Natürlich kommt bei der "Wagner-Rallye" kein vernünftiger Klang, sondern eher eine Kakophonie zu Stande. Inspiriert wurde sie von einer Begebenheit, die der Literat und Regisseur Alexander Kluge recherchiert hat. Im Wien des Jahres 1945 befahl NS-Gauleiter Baldur von Schirach die Aufführung von Wagners "Götterdämmerung" – als letzte Botschaft des untergehenden Dritten Reiches. Die Musiker wurden hierzu in Gruppen auf die zur Verfügung stehenden Luftschutzkeller verteilt. Schließlich gelang es im ständigen Bombenhagel, einzelne Teile der Oper durchzuspielen und sogar zu filmen.

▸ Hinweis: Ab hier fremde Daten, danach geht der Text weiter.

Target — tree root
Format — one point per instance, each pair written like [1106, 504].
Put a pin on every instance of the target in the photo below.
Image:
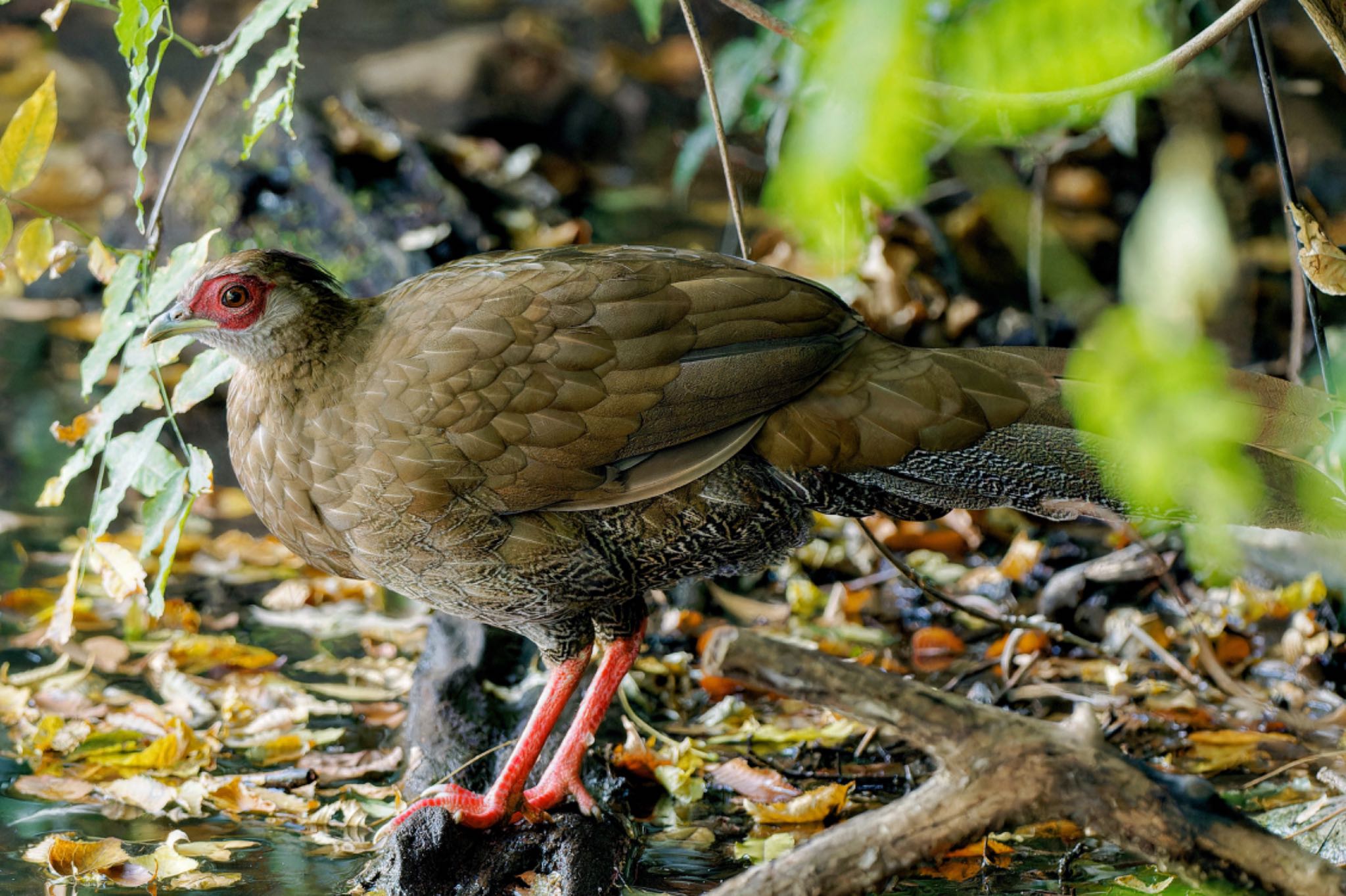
[998, 771]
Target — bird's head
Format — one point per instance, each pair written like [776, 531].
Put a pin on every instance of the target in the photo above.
[256, 304]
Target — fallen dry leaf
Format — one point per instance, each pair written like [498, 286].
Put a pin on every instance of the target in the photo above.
[758, 785]
[809, 806]
[1322, 260]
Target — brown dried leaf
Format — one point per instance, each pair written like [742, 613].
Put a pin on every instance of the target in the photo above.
[1322, 260]
[758, 785]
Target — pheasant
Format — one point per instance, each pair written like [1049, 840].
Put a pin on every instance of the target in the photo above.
[536, 439]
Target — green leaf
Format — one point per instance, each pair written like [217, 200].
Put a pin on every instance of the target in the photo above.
[649, 12]
[133, 389]
[279, 105]
[860, 131]
[126, 454]
[208, 370]
[1031, 46]
[118, 325]
[33, 250]
[172, 536]
[201, 471]
[136, 27]
[154, 472]
[170, 280]
[260, 20]
[160, 509]
[29, 136]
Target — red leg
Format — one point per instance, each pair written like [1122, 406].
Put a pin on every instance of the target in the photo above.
[502, 799]
[563, 774]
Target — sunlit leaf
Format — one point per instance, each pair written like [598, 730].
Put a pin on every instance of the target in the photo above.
[122, 573]
[260, 20]
[160, 510]
[33, 250]
[281, 104]
[57, 14]
[208, 370]
[103, 264]
[126, 454]
[809, 806]
[136, 27]
[27, 137]
[862, 133]
[764, 849]
[1035, 46]
[651, 14]
[198, 653]
[116, 326]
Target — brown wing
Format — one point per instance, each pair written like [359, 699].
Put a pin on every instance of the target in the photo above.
[593, 376]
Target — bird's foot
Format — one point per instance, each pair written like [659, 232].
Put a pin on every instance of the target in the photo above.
[466, 807]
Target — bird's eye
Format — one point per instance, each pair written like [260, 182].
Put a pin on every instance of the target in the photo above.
[235, 298]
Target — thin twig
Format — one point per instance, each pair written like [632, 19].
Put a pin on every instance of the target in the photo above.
[761, 16]
[708, 76]
[1007, 623]
[1294, 763]
[152, 228]
[1267, 74]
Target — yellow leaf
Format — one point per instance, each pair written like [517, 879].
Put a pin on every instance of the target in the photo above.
[122, 573]
[814, 805]
[74, 857]
[198, 653]
[101, 261]
[33, 252]
[26, 141]
[64, 612]
[77, 430]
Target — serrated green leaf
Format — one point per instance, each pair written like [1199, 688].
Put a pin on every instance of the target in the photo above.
[208, 370]
[118, 323]
[33, 250]
[201, 471]
[279, 105]
[133, 389]
[169, 280]
[260, 20]
[124, 455]
[166, 558]
[160, 509]
[29, 136]
[154, 472]
[136, 27]
[651, 14]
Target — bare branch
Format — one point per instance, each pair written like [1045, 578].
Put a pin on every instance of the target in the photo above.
[708, 76]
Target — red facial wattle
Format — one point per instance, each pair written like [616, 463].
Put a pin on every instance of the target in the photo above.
[212, 303]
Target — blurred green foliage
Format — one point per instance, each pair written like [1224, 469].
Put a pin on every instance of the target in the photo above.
[1147, 378]
[889, 85]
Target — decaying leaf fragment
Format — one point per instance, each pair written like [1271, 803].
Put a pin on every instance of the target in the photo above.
[809, 806]
[1322, 260]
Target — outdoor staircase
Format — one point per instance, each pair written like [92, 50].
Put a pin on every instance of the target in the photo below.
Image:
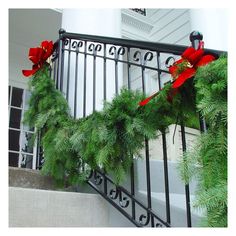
[141, 202]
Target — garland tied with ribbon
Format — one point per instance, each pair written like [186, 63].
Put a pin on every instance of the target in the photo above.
[108, 139]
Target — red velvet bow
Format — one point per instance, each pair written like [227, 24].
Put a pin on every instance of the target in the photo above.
[183, 69]
[38, 56]
[186, 67]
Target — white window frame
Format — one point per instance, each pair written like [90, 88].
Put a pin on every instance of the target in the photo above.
[22, 131]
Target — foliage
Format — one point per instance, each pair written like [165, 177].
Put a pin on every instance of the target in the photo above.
[208, 161]
[109, 139]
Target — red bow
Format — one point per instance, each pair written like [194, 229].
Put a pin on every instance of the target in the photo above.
[184, 69]
[38, 56]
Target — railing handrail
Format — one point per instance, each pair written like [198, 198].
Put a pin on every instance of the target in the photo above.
[145, 45]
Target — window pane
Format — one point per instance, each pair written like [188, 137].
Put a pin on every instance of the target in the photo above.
[27, 128]
[9, 93]
[26, 161]
[26, 142]
[14, 140]
[15, 118]
[27, 97]
[17, 94]
[13, 159]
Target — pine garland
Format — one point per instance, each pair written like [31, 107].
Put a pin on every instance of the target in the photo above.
[109, 139]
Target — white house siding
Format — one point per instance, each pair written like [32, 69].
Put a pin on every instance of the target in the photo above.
[171, 26]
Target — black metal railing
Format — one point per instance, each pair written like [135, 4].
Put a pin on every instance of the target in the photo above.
[90, 69]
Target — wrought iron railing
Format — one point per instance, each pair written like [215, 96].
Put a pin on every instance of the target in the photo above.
[110, 63]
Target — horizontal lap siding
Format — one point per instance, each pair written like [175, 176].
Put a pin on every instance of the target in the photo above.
[172, 26]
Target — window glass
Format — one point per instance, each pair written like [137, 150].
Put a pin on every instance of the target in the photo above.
[27, 97]
[13, 159]
[17, 95]
[26, 142]
[15, 118]
[9, 93]
[26, 161]
[14, 140]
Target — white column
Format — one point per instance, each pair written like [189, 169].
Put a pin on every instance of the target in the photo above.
[213, 24]
[102, 22]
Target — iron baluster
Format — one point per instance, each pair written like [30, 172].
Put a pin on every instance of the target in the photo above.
[187, 192]
[68, 71]
[85, 66]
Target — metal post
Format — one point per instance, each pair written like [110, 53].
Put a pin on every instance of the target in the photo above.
[60, 60]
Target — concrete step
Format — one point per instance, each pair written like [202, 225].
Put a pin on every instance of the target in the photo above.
[47, 208]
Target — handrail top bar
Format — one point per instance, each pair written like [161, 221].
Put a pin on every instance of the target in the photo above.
[160, 47]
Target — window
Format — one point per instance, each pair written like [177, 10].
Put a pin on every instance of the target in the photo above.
[21, 152]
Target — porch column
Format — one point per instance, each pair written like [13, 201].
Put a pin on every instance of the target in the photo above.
[213, 24]
[101, 22]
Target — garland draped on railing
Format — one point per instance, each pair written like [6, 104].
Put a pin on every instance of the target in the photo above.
[110, 138]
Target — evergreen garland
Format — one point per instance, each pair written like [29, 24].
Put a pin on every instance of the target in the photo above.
[109, 139]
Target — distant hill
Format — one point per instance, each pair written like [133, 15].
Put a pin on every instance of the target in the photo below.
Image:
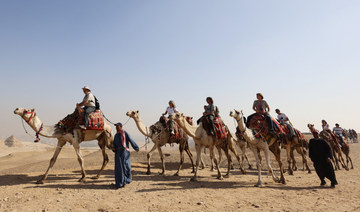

Die "Wagner-Rallye" ist nicht etwa ein hochnäsiger oder provokanter Gruß an eine Nation, die mit ihrer Hochkultur immer weniger anfangen kann. Schlingensief will vielmehr eine neue Art von Ruhrgebiets-Identität stiften. Dabei wird er langsam zum Wagner-Spezialisten, schon bevor in diesem Sommer sein "Parsifal" in Bayreuth Premiere hat. Eine Salami habe er immerhin schon mit Klängen des Meisters beschallt. Und die habe danach eindeutig besser geschmeckt.
”Da ist was dran an der Musik. Man muss nur mal den Wagner mal woanders einsetzen. Wenn der nur zwei Monate in Bayreuth irgendwie zur Vollendung kommen soll, das ist mir mit meinem Denken zu eng.”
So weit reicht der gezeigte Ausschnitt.